The following is a data export brought into R through a csv file transfer from a SQL Select Statement that brought together a person and a movie preferences tables.
movie_data <- read.table('/Users/Michele/Desktop/Movie_Data.csv', header = TRUE, sep = ",")
is.na(movie_data) <- movie_data == "NULL"
movie_data
## ID Age Favorite_Genre Get_Out Interstellar Mad_Max_Fury_Road Her X13th
## 1 1 22 Sci-Fi 5 5 3 3 5
## 2 2 21 Documentary 5 3 5 <NA> 5
## 3 3 22 Anime 5 3 5 4 5
## 4 4 22 Drama 3 5 <NA> <NA> 3
## 5 5 34 Comedy 3 4 5 5 <NA>
## Ex_Machina
## 1 <NA>
## 2 <NA>
## 3 <NA>
## 4 4
## 5 3
Age_Get_Out <- cor.test(movie_data$Age, movie_data$Get_Out, method = "pearson")
Age_Get_Out
##
## Pearson's product-moment correlation
##
## data: movie_data$Age and movie_data$Get_Out
## t = -1.4097, df = 3, p-value = 0.2534
## alternative hypothesis: true correlation is not equal to 0
## 95 percent confidence interval:
## -0.9721139 0.5665594
## sample estimates:
## cor
## -0.6312327
Age_Interstellar <- cor.test(movie_data$Age, movie_data$Interstellar, method = "pearson")
Age_Interstellar
##
## Pearson's product-moment correlation
##
## data: movie_data$Age and movie_data$Interstellar
## t = 0.078876, df = 3, p-value = 0.9421
## alternative hypothesis: true correlation is not equal to 0
## 95 percent confidence interval:
## -0.8717635 0.8919587
## sample estimates:
## cor
## 0.04549216
Person5 <- lm(X13th ~ Age + Get_Out, data=movie_data)

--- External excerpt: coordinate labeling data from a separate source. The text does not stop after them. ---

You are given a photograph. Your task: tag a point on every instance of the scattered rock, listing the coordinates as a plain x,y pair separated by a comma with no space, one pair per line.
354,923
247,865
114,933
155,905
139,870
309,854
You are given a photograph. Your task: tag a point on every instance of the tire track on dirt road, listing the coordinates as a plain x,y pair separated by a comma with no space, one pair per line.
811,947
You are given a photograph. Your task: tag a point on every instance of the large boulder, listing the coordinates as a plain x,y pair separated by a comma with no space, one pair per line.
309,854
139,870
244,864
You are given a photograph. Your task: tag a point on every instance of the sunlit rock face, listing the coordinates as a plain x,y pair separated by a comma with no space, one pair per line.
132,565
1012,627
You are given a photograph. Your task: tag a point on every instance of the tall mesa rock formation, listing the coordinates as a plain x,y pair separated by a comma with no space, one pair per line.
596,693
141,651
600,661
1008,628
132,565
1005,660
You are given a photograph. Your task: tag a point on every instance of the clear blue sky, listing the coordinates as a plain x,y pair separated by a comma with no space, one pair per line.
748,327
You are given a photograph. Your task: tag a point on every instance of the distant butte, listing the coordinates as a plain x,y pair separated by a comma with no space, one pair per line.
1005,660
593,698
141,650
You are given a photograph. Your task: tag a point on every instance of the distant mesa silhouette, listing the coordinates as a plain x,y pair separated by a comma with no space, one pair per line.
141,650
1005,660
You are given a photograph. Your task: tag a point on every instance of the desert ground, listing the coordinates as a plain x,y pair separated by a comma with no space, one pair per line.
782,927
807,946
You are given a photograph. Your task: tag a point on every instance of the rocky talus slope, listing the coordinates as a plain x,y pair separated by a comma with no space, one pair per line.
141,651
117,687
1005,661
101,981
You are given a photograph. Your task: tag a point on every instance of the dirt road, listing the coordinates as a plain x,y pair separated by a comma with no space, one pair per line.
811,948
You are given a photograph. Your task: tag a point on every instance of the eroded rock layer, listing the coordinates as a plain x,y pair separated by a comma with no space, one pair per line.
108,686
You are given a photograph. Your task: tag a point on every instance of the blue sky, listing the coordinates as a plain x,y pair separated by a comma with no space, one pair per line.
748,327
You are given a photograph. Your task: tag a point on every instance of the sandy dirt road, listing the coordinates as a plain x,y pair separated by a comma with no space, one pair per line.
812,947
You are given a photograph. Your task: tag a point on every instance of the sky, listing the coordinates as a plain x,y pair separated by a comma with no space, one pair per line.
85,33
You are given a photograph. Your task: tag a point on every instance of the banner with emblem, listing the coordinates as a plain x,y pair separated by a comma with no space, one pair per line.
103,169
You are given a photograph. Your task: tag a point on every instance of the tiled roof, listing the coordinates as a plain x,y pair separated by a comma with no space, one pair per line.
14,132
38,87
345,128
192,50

## Warning in model.response(mf, "numeric"): using type = "numeric" with a
## factor response will be ignored
## Warning in Ops.factor(y, z$residuals): '-' not meaningful for factors
Person5
##
## Call:
## lm(formula = X13th ~ Age + Get_Out, data = movie_data)
##
## Coefficients:
## (Intercept) Age Get_Out
## -5.000e-01 -2.564e-16 5.000e-01
Person_5_13th_Rating = -.5 + (-.00000000000000256 * 34) + (.5 * 3)
Person_5_13th_Rating
## [1] 1
Using linear regression, person 5 would rate the documentary “13th” with a value of 1. Again, we take all of this analysis with caution, since there is not enough data in the dataset.